Arab Renaissance for Democracy and Development

Arab Renaissance for Democracy and Development

Braille: Education and learning for all

What is Braille?
The World Health Organization estimates that globally, approximately 1.3 billion people live with some form of distance or near vision impairment. People with vision impairment are more likely than those without to experience higher rates of poverty and other disadvantages.
World Braille Day is observed to raise awareness of the importance of braille as a means of communication in the full realization of the human rights for blind and partially sighted people.
The first official World Braille Day was celebrated on 4 January 2019.
Braille is a tactile representation of alphabetic and numerical symbols that uses six dots to represent each letter and number, and even musical, mathematical and scientific symbols. Braille (named after its inventor in 19th century France, Louis Braille) is used by blind and partially sighted people to read the same books and periodicals as those printed in a visual font.
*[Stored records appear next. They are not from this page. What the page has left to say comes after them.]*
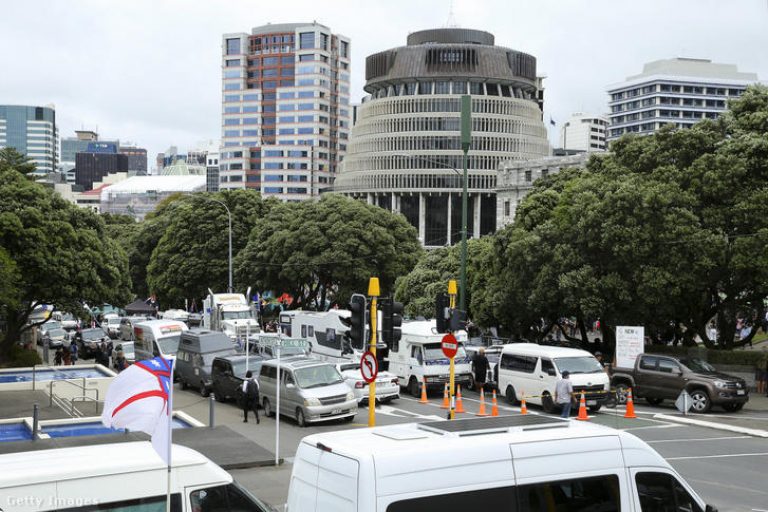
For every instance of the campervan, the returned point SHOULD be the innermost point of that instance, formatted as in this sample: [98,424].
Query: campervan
[157,337]
[418,357]
[117,476]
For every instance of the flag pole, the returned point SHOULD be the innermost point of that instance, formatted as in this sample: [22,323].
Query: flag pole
[170,433]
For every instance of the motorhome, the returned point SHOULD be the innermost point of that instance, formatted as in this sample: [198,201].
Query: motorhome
[418,357]
[157,337]
[520,462]
[117,476]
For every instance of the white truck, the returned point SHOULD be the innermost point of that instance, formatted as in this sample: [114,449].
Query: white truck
[230,313]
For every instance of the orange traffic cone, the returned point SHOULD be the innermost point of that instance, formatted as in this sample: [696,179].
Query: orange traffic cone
[630,413]
[423,399]
[459,403]
[482,412]
[582,409]
[446,400]
[495,405]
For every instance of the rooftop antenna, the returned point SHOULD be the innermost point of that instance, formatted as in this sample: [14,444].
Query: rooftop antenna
[451,23]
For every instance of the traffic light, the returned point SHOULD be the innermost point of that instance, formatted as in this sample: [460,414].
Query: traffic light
[458,320]
[442,303]
[391,320]
[357,321]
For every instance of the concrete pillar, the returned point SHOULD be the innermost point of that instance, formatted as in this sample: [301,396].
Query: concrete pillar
[422,219]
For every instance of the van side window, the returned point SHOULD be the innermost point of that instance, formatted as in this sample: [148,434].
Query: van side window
[648,363]
[661,492]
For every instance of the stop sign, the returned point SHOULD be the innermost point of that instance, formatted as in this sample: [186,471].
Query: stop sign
[449,345]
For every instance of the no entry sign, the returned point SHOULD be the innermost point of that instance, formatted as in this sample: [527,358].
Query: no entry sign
[369,367]
[449,345]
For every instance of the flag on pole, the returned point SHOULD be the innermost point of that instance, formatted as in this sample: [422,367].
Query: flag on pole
[140,398]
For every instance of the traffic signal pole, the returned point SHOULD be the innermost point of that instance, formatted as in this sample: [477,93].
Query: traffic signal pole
[373,293]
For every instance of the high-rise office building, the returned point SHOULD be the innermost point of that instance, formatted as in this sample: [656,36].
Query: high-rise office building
[584,132]
[405,153]
[285,109]
[677,91]
[31,131]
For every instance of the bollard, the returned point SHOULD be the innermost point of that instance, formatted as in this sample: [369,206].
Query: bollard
[35,420]
[211,406]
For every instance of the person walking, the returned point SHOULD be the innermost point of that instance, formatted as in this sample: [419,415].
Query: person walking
[564,393]
[480,365]
[250,397]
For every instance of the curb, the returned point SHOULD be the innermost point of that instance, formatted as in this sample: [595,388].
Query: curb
[711,424]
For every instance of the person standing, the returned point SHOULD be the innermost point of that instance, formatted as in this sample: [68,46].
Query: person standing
[564,393]
[250,397]
[480,364]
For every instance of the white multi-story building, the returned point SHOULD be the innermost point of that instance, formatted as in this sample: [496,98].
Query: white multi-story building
[285,109]
[584,132]
[677,91]
[32,131]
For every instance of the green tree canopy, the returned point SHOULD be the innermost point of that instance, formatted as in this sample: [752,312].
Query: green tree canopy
[54,253]
[190,238]
[327,250]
Braille permits people to communicate important information to and from individuals who are blind or partially sighted ensuring competency, independence, and equality.
Braille is a means of communication for blind persons, as reflected in Article 2 of the Convention on the Rights of Persons with Disabilities and is essential in the context of education, freedom of expression and opinion, and access to information and written communication, as well as for the social inclusion of blind persons, as reflected in Articles 21 and 24 of the Convention.